Dagli otto ai dieci uomini erano presenti ogni giorno, con le preoccupazioni economiche sempre incombenti.
La cassa era ormai vuota.
Azzerate le riserve.
Gli Alpini, che già lavoravano gratis, misero una mano sul cuore e l’altra al portafogli, secondo le possibilità.
E non solo loro.
Molti amici e simpatizzanti hanno contribuito col lavoro e con donazioni.
Una lettera era stata inviata a tutte le famiglie civatesi e una tenda da campo, piantata sul piazzale della chiesa, informava sui progressi dell’opera.
La generosità dei civatesi andò oltre le stesse aspettative del Gruppo Alpini.
Il Grazie degli Alpini per tutto questo sarà per sempre nel loro cuore.
Un Grazie a tutti, semplici cittadini, Parrocchia e Amministrazione Comunale.
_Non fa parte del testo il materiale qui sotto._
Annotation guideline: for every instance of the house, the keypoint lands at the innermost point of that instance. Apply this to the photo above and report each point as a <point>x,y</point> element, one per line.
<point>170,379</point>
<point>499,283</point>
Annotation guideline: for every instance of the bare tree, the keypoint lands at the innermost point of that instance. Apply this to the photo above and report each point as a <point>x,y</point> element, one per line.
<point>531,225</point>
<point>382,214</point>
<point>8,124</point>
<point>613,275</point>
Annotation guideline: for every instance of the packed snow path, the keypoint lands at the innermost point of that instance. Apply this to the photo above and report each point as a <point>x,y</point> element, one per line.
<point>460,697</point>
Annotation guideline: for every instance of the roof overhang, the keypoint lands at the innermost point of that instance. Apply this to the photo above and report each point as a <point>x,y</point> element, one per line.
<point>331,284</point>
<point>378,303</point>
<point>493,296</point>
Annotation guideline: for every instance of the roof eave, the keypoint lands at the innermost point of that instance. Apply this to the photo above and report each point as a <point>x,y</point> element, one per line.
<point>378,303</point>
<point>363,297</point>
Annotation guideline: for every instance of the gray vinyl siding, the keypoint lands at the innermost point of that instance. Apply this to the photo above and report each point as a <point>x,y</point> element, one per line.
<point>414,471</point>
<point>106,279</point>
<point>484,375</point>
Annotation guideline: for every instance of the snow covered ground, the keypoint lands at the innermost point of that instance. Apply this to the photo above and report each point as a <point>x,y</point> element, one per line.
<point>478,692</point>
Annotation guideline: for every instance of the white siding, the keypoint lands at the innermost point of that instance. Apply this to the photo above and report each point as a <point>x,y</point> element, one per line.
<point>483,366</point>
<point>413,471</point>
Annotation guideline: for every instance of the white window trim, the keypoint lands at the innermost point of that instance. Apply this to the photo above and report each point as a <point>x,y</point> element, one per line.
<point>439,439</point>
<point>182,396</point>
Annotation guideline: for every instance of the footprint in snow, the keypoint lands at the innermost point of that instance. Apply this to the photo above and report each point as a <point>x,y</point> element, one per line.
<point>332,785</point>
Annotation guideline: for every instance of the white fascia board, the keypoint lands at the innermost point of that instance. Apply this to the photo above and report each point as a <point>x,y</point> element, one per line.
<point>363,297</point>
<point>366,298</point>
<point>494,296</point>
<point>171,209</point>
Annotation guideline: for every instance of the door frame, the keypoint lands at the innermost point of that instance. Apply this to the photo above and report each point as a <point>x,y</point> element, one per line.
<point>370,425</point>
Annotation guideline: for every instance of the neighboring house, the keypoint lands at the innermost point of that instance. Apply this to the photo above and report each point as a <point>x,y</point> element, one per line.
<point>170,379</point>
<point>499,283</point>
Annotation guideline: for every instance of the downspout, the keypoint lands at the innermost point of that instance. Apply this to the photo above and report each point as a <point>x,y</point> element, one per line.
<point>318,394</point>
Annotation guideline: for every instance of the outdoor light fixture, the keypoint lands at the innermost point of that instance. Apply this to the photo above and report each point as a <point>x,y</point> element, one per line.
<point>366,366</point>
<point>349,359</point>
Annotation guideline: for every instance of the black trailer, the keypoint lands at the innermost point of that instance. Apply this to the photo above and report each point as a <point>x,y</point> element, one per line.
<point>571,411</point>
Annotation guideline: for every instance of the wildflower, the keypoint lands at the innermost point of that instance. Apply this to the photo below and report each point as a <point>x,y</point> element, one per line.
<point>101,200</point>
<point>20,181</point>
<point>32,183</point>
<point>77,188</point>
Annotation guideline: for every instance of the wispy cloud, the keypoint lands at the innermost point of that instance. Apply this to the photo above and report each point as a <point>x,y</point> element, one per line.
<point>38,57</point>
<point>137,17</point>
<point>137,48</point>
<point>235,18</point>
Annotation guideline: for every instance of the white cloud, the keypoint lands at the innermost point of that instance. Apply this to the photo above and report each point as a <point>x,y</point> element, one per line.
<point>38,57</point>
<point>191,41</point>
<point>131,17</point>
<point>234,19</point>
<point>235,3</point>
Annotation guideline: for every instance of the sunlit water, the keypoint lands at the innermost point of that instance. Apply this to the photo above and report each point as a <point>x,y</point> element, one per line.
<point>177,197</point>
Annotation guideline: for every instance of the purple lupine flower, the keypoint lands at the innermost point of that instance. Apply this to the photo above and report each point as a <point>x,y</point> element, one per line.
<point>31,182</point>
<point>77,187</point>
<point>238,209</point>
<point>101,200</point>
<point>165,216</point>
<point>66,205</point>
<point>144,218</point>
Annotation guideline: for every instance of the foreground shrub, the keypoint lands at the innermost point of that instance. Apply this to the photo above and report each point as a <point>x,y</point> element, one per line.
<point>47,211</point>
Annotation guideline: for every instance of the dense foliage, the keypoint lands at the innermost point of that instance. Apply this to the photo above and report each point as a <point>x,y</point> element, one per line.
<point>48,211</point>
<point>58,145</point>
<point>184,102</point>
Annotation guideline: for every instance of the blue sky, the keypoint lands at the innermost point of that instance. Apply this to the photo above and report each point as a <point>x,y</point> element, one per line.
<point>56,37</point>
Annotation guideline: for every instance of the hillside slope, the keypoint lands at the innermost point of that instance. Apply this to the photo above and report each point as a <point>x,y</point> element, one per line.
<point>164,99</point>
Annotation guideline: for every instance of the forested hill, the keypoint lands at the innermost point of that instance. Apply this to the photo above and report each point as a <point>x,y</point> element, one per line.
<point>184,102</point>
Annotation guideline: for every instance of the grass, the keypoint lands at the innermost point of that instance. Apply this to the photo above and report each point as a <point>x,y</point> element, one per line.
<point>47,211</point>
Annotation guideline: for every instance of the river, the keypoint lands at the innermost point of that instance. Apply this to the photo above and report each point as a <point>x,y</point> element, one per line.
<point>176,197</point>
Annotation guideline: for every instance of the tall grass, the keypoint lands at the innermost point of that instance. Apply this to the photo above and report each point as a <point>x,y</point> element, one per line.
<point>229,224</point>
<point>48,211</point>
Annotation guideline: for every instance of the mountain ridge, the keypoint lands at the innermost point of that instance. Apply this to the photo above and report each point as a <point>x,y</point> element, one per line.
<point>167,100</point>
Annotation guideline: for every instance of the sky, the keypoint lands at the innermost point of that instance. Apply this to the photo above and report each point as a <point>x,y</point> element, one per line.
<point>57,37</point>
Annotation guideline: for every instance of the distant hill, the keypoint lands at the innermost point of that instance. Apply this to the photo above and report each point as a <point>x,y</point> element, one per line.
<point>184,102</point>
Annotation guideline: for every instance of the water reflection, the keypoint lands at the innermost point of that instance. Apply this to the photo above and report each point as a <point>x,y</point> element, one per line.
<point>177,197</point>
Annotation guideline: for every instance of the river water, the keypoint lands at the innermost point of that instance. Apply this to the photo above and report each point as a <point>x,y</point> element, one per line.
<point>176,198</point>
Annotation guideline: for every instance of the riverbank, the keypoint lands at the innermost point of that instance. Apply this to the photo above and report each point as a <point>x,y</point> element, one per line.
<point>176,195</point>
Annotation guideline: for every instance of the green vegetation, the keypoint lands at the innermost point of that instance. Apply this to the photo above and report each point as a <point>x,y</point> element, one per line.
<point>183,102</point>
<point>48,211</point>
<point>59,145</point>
Tutti insieme li hanno sostenuti e incoraggiati a non demordere! Oggi, gli Alpini giustamente possono dire: “Siamo orgogliosi della Nostra Sede! E ne andiamo fieri!”.
E un Grazie veramente speciale deve essere rivolto al Capogruppo Luigi Azzalini.
La sua tenacia, il suo impegno, la sua dedizione e l’incoraggiamento costante sono stati veramente fondamentali per la realizzazione di un’opera di tanto rilievo.
La nuova Sede fu inaugurata, alla presenza delle autorità, domenica 10 giugno 2001.
Erano presenti la Giunta Comunale col sindaco Castagna Serafino, il presidente della Sezione ANA di Lecco, Ripamonti Luca, il sindaco di Dolzago, Crippa Angelo, il senatore Rusconi Antonio, le rappresentanze degli Alpini di Canzo, Valmadrera, Castenedolo, tutti allietati dalla Banda di Civate e benedetti per l’occasione da un alpino speciale: il parroco don Mario Longo.